Bandura Theory: This is how we imitate others

Bandura's “Bobo Doll Experiment” from 1965 caused a sensation in professional circles. He first played a short film to children aged 4 to 5 years. It shows an adult beating a plastic doll, throwing it to the ground, verbally abusing it, and generally acting aggressively. Now the film had three endings:

  • In version 1, the ruffian is praised by a second person for his behavior and rewarded with sweets.
  • In version 2, the second person rebukes the bat and threatens him in turn with punishment.
  • In version 3, the aggressive behavior has no consequences. The second person doesn't even appear here.

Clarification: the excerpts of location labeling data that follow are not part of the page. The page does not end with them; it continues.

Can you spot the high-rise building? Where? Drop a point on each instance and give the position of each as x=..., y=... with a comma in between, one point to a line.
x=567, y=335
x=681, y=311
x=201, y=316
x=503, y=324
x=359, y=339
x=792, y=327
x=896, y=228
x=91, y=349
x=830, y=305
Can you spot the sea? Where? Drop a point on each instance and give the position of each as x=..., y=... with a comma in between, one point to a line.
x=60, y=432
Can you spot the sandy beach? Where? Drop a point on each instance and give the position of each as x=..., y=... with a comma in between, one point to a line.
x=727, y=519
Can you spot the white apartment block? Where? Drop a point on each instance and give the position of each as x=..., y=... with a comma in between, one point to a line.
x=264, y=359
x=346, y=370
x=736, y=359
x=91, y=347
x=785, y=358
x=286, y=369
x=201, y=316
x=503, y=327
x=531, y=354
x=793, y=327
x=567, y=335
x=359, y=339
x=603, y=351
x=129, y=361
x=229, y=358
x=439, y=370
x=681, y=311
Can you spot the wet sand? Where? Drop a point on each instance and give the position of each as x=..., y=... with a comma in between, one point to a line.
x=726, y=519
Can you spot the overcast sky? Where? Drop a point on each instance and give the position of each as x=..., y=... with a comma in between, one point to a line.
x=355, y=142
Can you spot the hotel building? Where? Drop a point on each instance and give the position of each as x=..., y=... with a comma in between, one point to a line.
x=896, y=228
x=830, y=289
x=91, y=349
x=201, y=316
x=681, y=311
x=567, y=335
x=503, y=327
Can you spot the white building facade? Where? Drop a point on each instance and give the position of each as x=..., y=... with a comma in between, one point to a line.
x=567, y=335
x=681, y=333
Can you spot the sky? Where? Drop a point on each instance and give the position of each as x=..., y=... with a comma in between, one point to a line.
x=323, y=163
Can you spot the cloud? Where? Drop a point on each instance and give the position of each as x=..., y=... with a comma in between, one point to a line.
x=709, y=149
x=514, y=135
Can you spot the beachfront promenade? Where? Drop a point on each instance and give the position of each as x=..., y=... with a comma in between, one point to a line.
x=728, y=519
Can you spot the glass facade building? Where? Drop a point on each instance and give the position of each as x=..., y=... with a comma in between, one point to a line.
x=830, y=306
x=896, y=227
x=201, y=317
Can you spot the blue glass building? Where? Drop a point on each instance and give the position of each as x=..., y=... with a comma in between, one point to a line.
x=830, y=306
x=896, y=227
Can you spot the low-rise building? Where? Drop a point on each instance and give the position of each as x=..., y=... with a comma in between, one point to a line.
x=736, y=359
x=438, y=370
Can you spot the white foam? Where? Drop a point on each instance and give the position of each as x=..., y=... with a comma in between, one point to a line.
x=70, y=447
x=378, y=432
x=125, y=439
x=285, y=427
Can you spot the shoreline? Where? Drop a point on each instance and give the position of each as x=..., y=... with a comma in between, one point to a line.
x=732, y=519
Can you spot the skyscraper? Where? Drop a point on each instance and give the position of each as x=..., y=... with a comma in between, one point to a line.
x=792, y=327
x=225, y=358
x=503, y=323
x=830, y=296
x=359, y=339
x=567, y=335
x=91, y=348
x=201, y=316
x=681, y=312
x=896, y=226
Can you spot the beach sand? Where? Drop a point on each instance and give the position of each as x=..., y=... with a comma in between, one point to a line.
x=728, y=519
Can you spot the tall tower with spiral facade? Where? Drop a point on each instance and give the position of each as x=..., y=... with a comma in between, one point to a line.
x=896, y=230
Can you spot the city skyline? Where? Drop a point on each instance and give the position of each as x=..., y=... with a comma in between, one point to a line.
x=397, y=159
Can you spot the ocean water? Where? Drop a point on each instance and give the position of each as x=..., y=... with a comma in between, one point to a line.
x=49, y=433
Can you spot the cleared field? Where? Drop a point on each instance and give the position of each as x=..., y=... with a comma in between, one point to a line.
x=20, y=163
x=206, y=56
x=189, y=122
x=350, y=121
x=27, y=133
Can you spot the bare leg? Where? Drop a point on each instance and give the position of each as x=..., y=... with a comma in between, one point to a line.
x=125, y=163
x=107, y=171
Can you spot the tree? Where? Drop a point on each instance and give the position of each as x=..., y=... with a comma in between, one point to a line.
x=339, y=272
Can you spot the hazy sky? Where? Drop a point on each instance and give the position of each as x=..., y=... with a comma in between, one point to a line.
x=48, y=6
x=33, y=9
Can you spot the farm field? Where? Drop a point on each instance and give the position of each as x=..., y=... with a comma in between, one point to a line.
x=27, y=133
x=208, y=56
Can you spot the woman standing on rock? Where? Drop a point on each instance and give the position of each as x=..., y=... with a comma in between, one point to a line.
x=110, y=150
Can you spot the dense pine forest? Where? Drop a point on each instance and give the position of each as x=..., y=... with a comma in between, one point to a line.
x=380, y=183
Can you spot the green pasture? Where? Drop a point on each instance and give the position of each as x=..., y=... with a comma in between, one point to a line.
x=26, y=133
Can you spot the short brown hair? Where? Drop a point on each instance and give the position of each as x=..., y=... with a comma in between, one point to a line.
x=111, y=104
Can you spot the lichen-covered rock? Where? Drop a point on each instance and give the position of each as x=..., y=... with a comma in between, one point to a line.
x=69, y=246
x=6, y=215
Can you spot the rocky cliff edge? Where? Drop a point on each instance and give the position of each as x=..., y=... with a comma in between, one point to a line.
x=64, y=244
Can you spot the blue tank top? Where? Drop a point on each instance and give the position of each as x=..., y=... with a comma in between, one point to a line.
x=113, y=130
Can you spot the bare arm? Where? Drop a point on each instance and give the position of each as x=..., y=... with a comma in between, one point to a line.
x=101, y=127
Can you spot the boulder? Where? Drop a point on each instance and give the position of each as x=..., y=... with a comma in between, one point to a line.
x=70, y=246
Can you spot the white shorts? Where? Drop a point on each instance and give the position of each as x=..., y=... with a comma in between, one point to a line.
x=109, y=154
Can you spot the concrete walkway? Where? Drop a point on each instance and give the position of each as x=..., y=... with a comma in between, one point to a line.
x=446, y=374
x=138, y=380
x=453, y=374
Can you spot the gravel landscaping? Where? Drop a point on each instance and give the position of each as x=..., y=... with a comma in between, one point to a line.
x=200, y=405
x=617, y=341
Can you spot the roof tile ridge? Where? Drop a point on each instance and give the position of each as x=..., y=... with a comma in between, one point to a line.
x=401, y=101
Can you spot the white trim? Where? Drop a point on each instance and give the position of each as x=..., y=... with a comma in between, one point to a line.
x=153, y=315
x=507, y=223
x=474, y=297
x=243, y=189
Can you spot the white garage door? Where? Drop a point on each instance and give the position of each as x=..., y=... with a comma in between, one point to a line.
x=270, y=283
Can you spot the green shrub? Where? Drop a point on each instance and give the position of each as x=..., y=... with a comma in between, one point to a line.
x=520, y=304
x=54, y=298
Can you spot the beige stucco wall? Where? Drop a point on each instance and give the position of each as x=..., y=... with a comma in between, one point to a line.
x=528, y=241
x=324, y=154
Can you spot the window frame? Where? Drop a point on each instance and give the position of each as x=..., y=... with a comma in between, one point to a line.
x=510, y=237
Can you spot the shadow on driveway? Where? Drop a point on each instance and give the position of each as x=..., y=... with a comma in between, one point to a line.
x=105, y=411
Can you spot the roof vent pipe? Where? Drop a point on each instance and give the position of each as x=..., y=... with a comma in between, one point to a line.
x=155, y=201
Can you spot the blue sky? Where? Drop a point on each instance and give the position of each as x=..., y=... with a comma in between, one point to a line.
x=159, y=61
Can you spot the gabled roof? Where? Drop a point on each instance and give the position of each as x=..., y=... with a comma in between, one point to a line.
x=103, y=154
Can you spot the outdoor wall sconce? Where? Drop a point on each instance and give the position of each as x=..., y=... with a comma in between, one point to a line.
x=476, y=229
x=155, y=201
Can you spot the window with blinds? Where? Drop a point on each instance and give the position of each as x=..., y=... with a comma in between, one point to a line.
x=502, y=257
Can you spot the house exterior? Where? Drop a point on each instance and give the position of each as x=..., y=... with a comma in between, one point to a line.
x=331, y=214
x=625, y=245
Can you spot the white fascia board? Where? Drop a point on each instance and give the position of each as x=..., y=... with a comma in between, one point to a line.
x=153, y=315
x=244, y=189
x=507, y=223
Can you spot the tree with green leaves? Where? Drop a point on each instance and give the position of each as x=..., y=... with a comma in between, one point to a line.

Then the little audience was sent to a room with a plastic doll called “Bobo”. Result: The children who saw the video with the first ending were much more aggressive towards Bobo. They kicked, hit, and cursed the doll. As soon as the experimenter promised a reward to children in the other groups, they too beat Bobo. Now all children were equally aggressive. Bandura's conclusion: All children learned the behavior through simple observation. Whether they then mimicked the behavior they had learned again depended on other factors, on rewards or punishments.

Learn and observe from people who are like us

Thus, learning through observation has something to do with attention to do and with processes in mind. Bandura also found out that it is above all dominant, powerful people that we imitate. And people who are like ourselves.

From an evolutionary point of view, that makes sense. When we imitate strong people, we increase our own chances of success (survival). Similar people, in turn, give us inferences about how we are doing in a comparable situation. Or as Michael Hill says: "The ability to learn quickly from others can give people a decisive advantage over other species."

Observational learning: 5 tips for everyday work

Of course, the following still applies: one (hopefully) becomes wise out of one's own mistakes. But you are welcome to avoid one or the other mistake by leaving them to others and observing them. Learning through observation can help us everywhere in our daily work. Examples:

  • Job rotation: This is how you get to know - also through observation - new areas of responsibility and job profiles.
  • internship: The internship principle is based, among other things, on setting a learning process in motion through observation (and learning by doing).
  • Presentations: You should take a close look at speeches, presentations, lectures at conferences or at the university. Who is doing what right or wrong? Learning effect: great!
  • Assessment center: If you don't want to attract attention, you don't step out of line. But if you really want the job, go boldly and try something new. If he does it well, he will be copied by the others. Watch it!
  • Chameleon technique: With their help you mirror other people and make yourself more personable. To do this, you have to study their behavior carefully beforehand.